Sen hep bağımsız müziği savundun, müziğini de bağımsız olarak bugüne kadar getirdin. Hatta DKTT’nin “Dedim Olabilir” belgeselinde de çok sevdiğim bir sözün var. “Bağımsız müzik insanın insan gibi davranabilmesine olanak tanıyor” minvalinde. Bağımsız bir sanatçı olmak sana bu zamana kadar neler getirdi, bağımsız olmana rağmen bu kadar geniş bir kitleye yayılabilmeni neye bağlıyorsun?

Aslında ifade ve duruş olarak bağımsız olsam bile ilk yayınladığım işler yine ana akım ya da butik müzik şirketleri aracılığıyla yayınlandı, son albüm hariç. Belli çevreler ya da yapılardan uzaklaştıkça, bazı edinilmiş kaygılardan sıyrıldıkça bu “insan gibi” hissetme ve ifade edebilme haline daha yakın olduğumu hissediyorum. Neyi nasıl söylediğimiz hem kimliğimize hem de sosyal ve ekonomik güvencemize bağlı olduğu yerde bir devlet memurunun da bir sanatçının da bu düzen içinde kaygısı benzer oluyor ama bize modellenen yaşam koşulları ve gereklilikleri (mülkiyet edinmek, bazı sosyal statüsel edinimler) bir kenara koyulup, yaşamın ne kadar uzun süre ya da nasıl fiziki koşullarda değil de nasıl, neyi anlatarak, kendi içinde nereye sadık kalınarak ve ne için yaşandığının önemi hatırlandığında bazı denklemler çok basit gerçekten.

“Ben de bu neslin bir ürünüyüm ve eleştirdiklerimi yapıyorum…”

Canlı performanslarına bir kez daha dönmek istiyorum. Yıllardır çok fazla sayıda konser verdin, çok fazla dinleyiciyle buluştun. Bu süre zarfında Türkiye’deki müzik dinleyicilerinin değişimini nasıl görüyorsun? Mesela sosyal medya, konser alışkanlıklarını nasıl değiştirdi sence?

Aslında benim yolumun başı sosyal medyanın ve dijital müzik platformlarının öne çıktığı zamanın başına denk geliyor, 2014-2015 yıllarına. Çok farklı bir çağı gördüm diyemem ama etkileşim endekslilik, müziği yapıldığı mekanda, anda olarak tecrübe etmek değil de bir “edinim” için, hikaye için video kaydetmek ya da “ben de buradaydım” diyebilmek için, gösteri içinde gösteri için kovalamak gibi temalar giderek keskinleşiyor. Yaşlı yaşlı konuşmayayım, ben de bu neslin bir ürünüyüm ve eleştirdiklerimi yapıyorum, amacım üstten bakmak, didaktik konuşmak değil.

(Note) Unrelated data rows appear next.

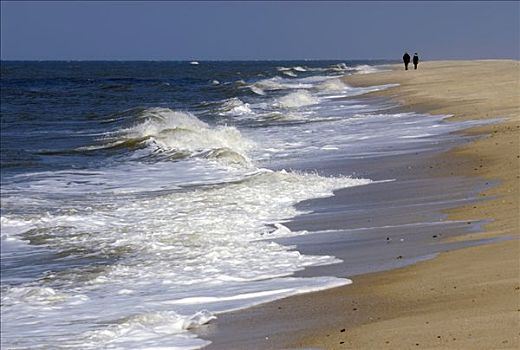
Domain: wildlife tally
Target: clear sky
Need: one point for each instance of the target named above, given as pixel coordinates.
(124, 30)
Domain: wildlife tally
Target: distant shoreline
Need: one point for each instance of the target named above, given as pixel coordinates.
(465, 298)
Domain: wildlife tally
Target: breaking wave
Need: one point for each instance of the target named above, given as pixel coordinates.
(297, 99)
(181, 134)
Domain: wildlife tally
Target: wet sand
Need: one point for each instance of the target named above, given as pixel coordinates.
(466, 197)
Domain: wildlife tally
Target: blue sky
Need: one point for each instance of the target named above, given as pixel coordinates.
(258, 30)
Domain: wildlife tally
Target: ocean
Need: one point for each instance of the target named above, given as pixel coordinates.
(141, 199)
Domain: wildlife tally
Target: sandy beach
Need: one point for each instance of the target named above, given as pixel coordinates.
(462, 299)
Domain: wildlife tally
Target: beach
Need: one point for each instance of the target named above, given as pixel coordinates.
(460, 298)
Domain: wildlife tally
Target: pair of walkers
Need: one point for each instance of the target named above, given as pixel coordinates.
(406, 60)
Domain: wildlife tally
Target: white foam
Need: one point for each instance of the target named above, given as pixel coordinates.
(168, 130)
(332, 85)
(290, 74)
(174, 256)
(234, 106)
(297, 99)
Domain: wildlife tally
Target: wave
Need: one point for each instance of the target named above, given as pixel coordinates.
(290, 74)
(365, 69)
(234, 106)
(332, 85)
(180, 134)
(278, 83)
(296, 99)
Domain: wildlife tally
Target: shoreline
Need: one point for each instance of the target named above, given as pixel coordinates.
(475, 303)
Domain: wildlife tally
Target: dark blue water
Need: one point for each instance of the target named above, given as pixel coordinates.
(51, 108)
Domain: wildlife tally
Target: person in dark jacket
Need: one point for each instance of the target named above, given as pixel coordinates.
(406, 60)
(415, 60)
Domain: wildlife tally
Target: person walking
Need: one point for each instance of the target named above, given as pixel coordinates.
(415, 60)
(406, 60)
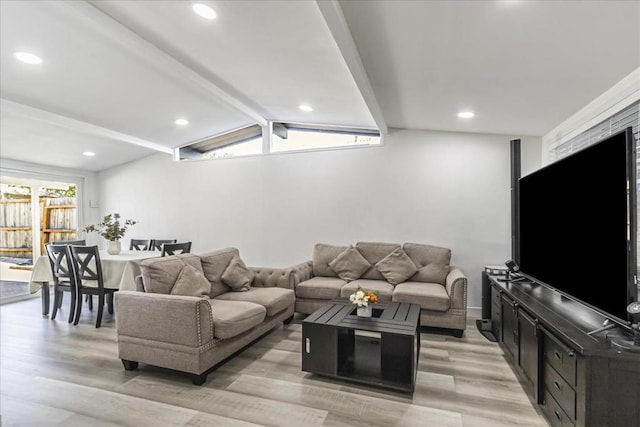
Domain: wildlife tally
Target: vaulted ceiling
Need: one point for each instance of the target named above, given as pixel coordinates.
(115, 75)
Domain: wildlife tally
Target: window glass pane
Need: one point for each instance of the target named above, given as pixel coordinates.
(252, 146)
(310, 140)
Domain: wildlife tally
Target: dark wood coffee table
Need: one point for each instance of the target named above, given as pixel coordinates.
(382, 350)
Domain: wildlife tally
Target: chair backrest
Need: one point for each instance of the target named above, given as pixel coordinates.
(156, 244)
(176, 248)
(139, 245)
(60, 263)
(86, 265)
(70, 242)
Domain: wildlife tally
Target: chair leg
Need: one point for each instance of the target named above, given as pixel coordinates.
(72, 306)
(100, 310)
(110, 303)
(78, 309)
(45, 298)
(57, 296)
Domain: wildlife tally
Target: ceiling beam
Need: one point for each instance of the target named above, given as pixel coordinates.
(77, 125)
(162, 57)
(333, 16)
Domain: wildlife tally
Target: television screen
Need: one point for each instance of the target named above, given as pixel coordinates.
(577, 223)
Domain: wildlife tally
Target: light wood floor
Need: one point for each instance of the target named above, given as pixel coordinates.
(56, 374)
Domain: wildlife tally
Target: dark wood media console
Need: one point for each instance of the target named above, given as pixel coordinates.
(577, 378)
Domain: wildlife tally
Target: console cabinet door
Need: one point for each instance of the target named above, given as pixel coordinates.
(496, 313)
(509, 326)
(528, 359)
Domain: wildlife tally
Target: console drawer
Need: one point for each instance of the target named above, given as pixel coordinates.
(563, 393)
(554, 413)
(562, 358)
(495, 297)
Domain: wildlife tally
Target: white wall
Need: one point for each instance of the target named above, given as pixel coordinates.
(437, 188)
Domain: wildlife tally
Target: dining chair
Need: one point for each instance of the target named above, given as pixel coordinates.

Şimdi neler olacak Deniz Tekin cephesinde? Albümden sonra neler var sırada?

Albümün ikinci kısmı var, bir yandan da bu anlatıdan bağımsız, tek başına yayınlansa iyi olacak şeyler de yazmaya devam ediyorum. Müzik hep güzel, tekli de olsun, albüm de olsun, devam işte.

dergy.com okuyucularına ve dinleyicilerine mesajlarını da almak isterim. 🙂

Bu anlattıklarımın sadece benim sorularım ve cevaplarım olmadığını biliyor, benzer vahalardan uyanıp benzer duvarlara çarpanlara sevgilerimi ve yoldaşlığımı gönderiyorum. Yalnız değiliz ve halledeceğiz.